Many more examples can be presented, but the ones above should be sufficient to describe the presented phenomena.
Can we just skip the p-value?
Yes, and orthopedic research would benefit from it. Confidence intervals represent a superior way to present generalization uncertainty. Confidence intervals have the advantage of measuring the uncertainty of the size of an estimated effect, which p-values do not. And in contrast to when using p-values, questions regarding the clinical significance of, and empirical support for, a specific conclusion can be directly answered by the effect sizes that are included in, or excluded from, a confidence interval.
2 simple principles
To start a transition to p-value-free manuscripts, Acta Orthopaedica will enforce a policy of zero tolerance vis-à-vis p-value misconceptions. Authors who wish to publish manuscript with p-values must from now on comply with 2 principles for concluding whether or not scientifically important differences exist:
A statistically non-significant test is not sufficient to claim “no difference.” To show “no difference,” a smallest clinically relevant size of the difference (it might be 0) must be defined. If all clinically relevant differences are excluded from the difference’s 95% confidence interval a “no difference” conclusion is reasonable.
A statistically significant test is not necessarily related to a clinically important difference. The importance of the tested null hypothesis must be motivated using other arguments than the p-value, and a smallest clinically relevant difference (it might be 0) must be defined, and if the difference’s 95% confidence interval excludes all clinically irrelevant differences, a conclusion about the existence of a clinically important difference is reasonable.
The required clinical definitions, motivations, and explanations should be presented in the manuscript in non-technical terms.
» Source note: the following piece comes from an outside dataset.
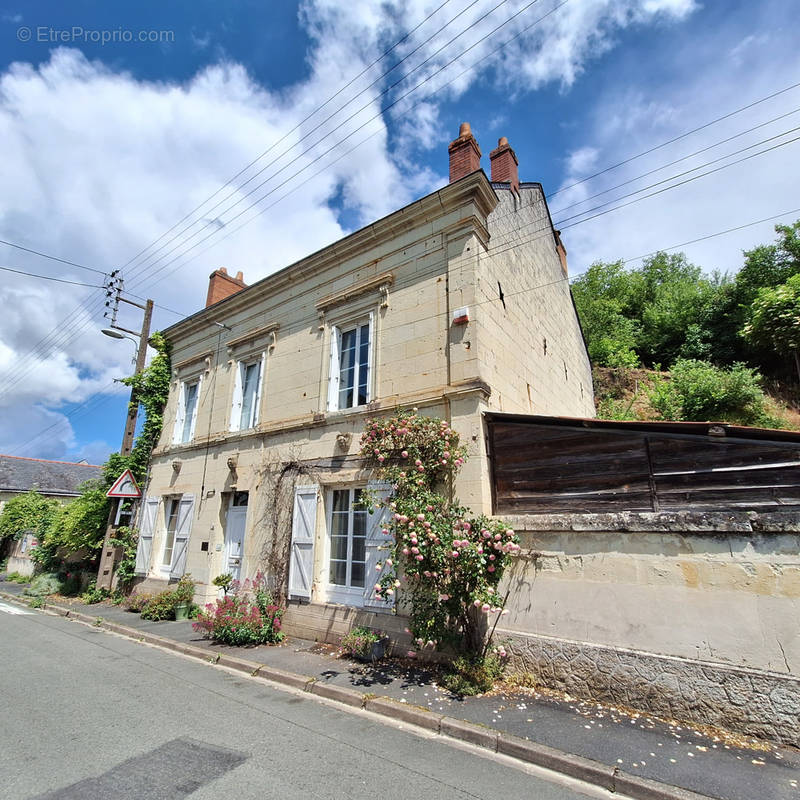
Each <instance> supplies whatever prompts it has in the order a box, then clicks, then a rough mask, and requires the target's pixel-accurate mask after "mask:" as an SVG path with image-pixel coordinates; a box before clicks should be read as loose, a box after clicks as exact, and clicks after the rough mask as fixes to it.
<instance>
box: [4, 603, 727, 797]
mask: <svg viewBox="0 0 800 800" xmlns="http://www.w3.org/2000/svg"><path fill="white" fill-rule="evenodd" d="M0 597H2V598H4V599H6V600H11V601H12V602H16V603H19V604H20V605H29V600H28V598H26V597H20V596H17V595H13V594H9V593H7V592H3V591H0ZM45 610H49V611H51V612H52V613H55V614H57V615H59V616H62V617H67V618H68V619H74V620H76V621H78V622H82V623H84V624H86V625H91V626H92V627H97V628H102V629H104V630H107V631H109V632H111V633H116V634H119V635H121V636H125V637H127V638H129V639H133V640H135V641H139V642H144V643H146V644H150V645H153V646H155V647H161V648H163V649H166V650H172V651H174V652H178V653H182V654H183V655H187V656H190V657H192V658H196V659H198V660H200V661H205V662H207V663H211V664H215V665H217V666H222V667H226V668H227V669H232V670H235V671H237V672H241V673H243V674H246V675H249V676H251V677H254V678H261V679H265V680H268V681H271V682H273V683H277V684H283V685H285V686H290V687H292V688H294V689H301V690H302V691H305V692H308V693H309V694H311V695H316V696H318V697H323V698H325V699H327V700H333V701H335V702H338V703H343V704H345V705H348V706H350V707H353V708H362V709H365V710H366V711H371V712H373V713H375V714H379V715H381V716H384V717H388V718H390V719H394V720H397V721H399V722H405V723H407V724H409V725H414V726H415V727H418V728H423V729H424V730H427V731H433V732H434V733H438V734H439V735H441V736H447V737H449V738H451V739H458V740H460V741H463V742H468V743H470V744H474V745H477V746H478V747H482V748H485V749H486V750H489V751H491V752H495V753H500V754H501V755H506V756H511V757H512V758H516V759H518V760H519V761H525V762H527V763H529V764H534V765H535V766H538V767H544V768H545V769H548V770H551V771H552V772H557V773H559V774H561V775H567V776H569V777H571V778H577V779H578V780H581V781H584V782H585V783H588V784H591V785H593V786H598V787H600V788H602V789H605V790H607V791H610V792H614V793H619V794H622V795H624V796H625V797H629V798H632V800H714V798H711V797H709V796H708V795H704V794H697V793H696V792H692V791H689V790H687V789H680V788H678V787H677V786H670V785H669V784H666V783H660V782H659V781H654V780H650V779H648V778H640V777H639V776H637V775H630V774H628V773H625V772H620V771H619V770H618V769H617V768H616V767H612V766H609V765H607V764H603V763H601V762H599V761H592V760H591V759H588V758H584V757H582V756H577V755H573V754H571V753H566V752H564V751H562V750H556V749H554V748H552V747H548V746H547V745H543V744H539V743H538V742H531V741H529V740H527V739H521V738H520V737H518V736H513V735H512V734H508V733H502V732H501V731H497V730H495V729H493V728H489V727H487V726H484V725H478V724H475V723H472V722H466V721H465V720H461V719H455V718H454V717H447V716H442V715H441V714H436V713H435V712H432V711H428V710H427V709H424V708H421V707H417V706H411V705H407V704H405V703H400V702H398V701H397V700H395V699H394V698H391V697H375V696H374V695H370V694H364V693H362V692H359V691H357V690H356V689H349V688H347V687H346V686H336V685H334V684H330V683H325V682H324V681H320V680H317V679H316V678H313V677H311V676H309V675H299V674H297V673H294V672H287V671H285V670H281V669H277V668H276V667H270V666H268V665H267V664H260V663H259V662H256V661H248V660H247V659H244V658H239V657H237V656H232V655H229V654H226V653H209V651H208V650H204V649H202V648H200V647H194V646H193V645H190V644H185V643H183V642H176V641H175V640H173V639H168V638H166V637H164V636H158V635H156V634H152V633H145V632H143V631H140V630H138V629H137V628H129V627H128V626H127V625H120V624H119V623H116V622H109V621H108V620H105V619H103V618H102V617H101V616H97V617H92V616H90V615H88V614H83V613H81V612H79V611H73V610H72V609H69V608H65V607H64V606H59V605H56V604H54V603H48V604H47V607H46V609H45Z"/></svg>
For example (from Paavola et al. Citation2018), the null hypothesis and clinically relevant difference can be described: “Main outcome measure: Shoulder pain at rest … (visual analogue scale (VAS) from 0 to 100, with 0 denoting no pain), at 24 months. The threshold for minimal clinically important difference was set at 15.” The result is presented as: “In the primary intention to treat analysis (ASD versus diagnostic arthroscopy), no clinically relevant between group differences were seen… The … difference between groups … in pain VAS was −5 (95% confidence interval −11 to 2) points.”
The above example shows that confidence intervals are better than p-values, and that p-values are redundant when confidence intervals are presented. Arguments against replacing p-values with confidence intervals are usually motivated by a desire to be able to keep misusing p-values for showing “no difference” and “importance” without having to consider clinical relevance and without having to argue in clinical terms why an observed difference is important. The failure of such simplistic research is, however, clearly shown in the discussion on the reproducibility crisis of modern biomedical research. It is now time for a more serious approach.
- Wasserstein R L, Lazar N A. The ASA’s statement on p-values: context, process, and purpose. American Statistician 2016; 70: 129–33.
- Paavola M, Malmivaara A, Taimela S, Kanto K, Inkinen J, Kalske J, Sinisaari I, Savolainen V, Ranstam J, Järvinen T L N. Subacromial decompression versus diagnostic arthroscopy for shoulder impingement: randomised, placebo surgery controlled clinical trial. BMJ 2018; 362: k2860.